COS 320: Compiling Techniques, Spring 2019

X86lite documentation

Author: Steve Zdancevic

Overview

X86lite is an abstract, 64-bit signed integer-only subset of the Intel X86-64 machine architecture. The X86lite instruction set is tiny by comparison to full X86, yet it still provides a sufficient compilation target for the COS320 course compiler projects.

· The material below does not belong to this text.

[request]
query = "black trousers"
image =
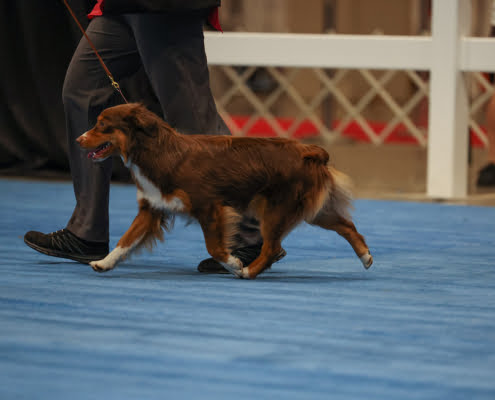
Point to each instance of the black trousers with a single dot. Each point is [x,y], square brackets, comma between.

This document explains the X86lite machine model and its instruction set, and is intended for use as a reference manual. Information about the full X86 architecture can be found on the Intel web pages. The COS320 course infrastructure provides OCaml interfaces for manipulating X86lite assembly programs and tools for creating X86-64 executables using the system assembler and linker.

X86lite Machine State

The X86lite machine state consists of sixteen general-purpose 64-bit registers, an instruction pointer register that can only be manipulated indirectly by control flow instructions, three condition flags, and a memory consisting of 2^64 bytes. Instructions are represented as 8-byte words using an unspecified fixed-length encoding.

Register file

The 16 64-bit registers in X86lite and their common uses in the full X86 architecture are given below. In X86lite, most of the registers can be used for general purpose calculation, but some X86lite instructions make special use of some of the registers; see the instruction descriptions below.

Register
Description / common use on X86
rax General purpose accumulator
rbx Base register, pointer to data
rcx Counter register for strings and loops
rdx Data register for I/O
rsi Pointer register, string source register
rdi Pointer register, string destination register
rbp Base pointer, points to the stack frame
rsp Stack pointer, points to the value at the top of the stack
r08 - r15 General purpose

Condition flags

The X86 architecture provides conditional branch and conditional move instructions. The processor maintains a set of bit-sized flags to keep track of conditions arising from arithmetic and comparison operations. These condition flags are tested by the conditional jump and move instructions; the flags are set by the arithmetic instructions. X86lite provides only three condition flags (the full X86 architecture has several more).

Condition Flag
Description
OF Overflow: set when the result is too big or too small to fit in a 64-bit value and cleared otherwise. This is overflow/underflow for signed (two's complement) 64-bit arithmetic.
SF Sign: equal to the most significant bit of the result (0=positive, 1=negative)
ZF Zero: set if the result is 0 and cleared otherwise

Memory, addresses, and the stack

The X86lite memory consists of 2^64 bytes numbered 0x0000000000000000 through 0xffffffffffffffff. All of the X86lite instructions operate on 8-byte quadwords, but memory is byte-addressable. That is, unaligned memory accesses are legal.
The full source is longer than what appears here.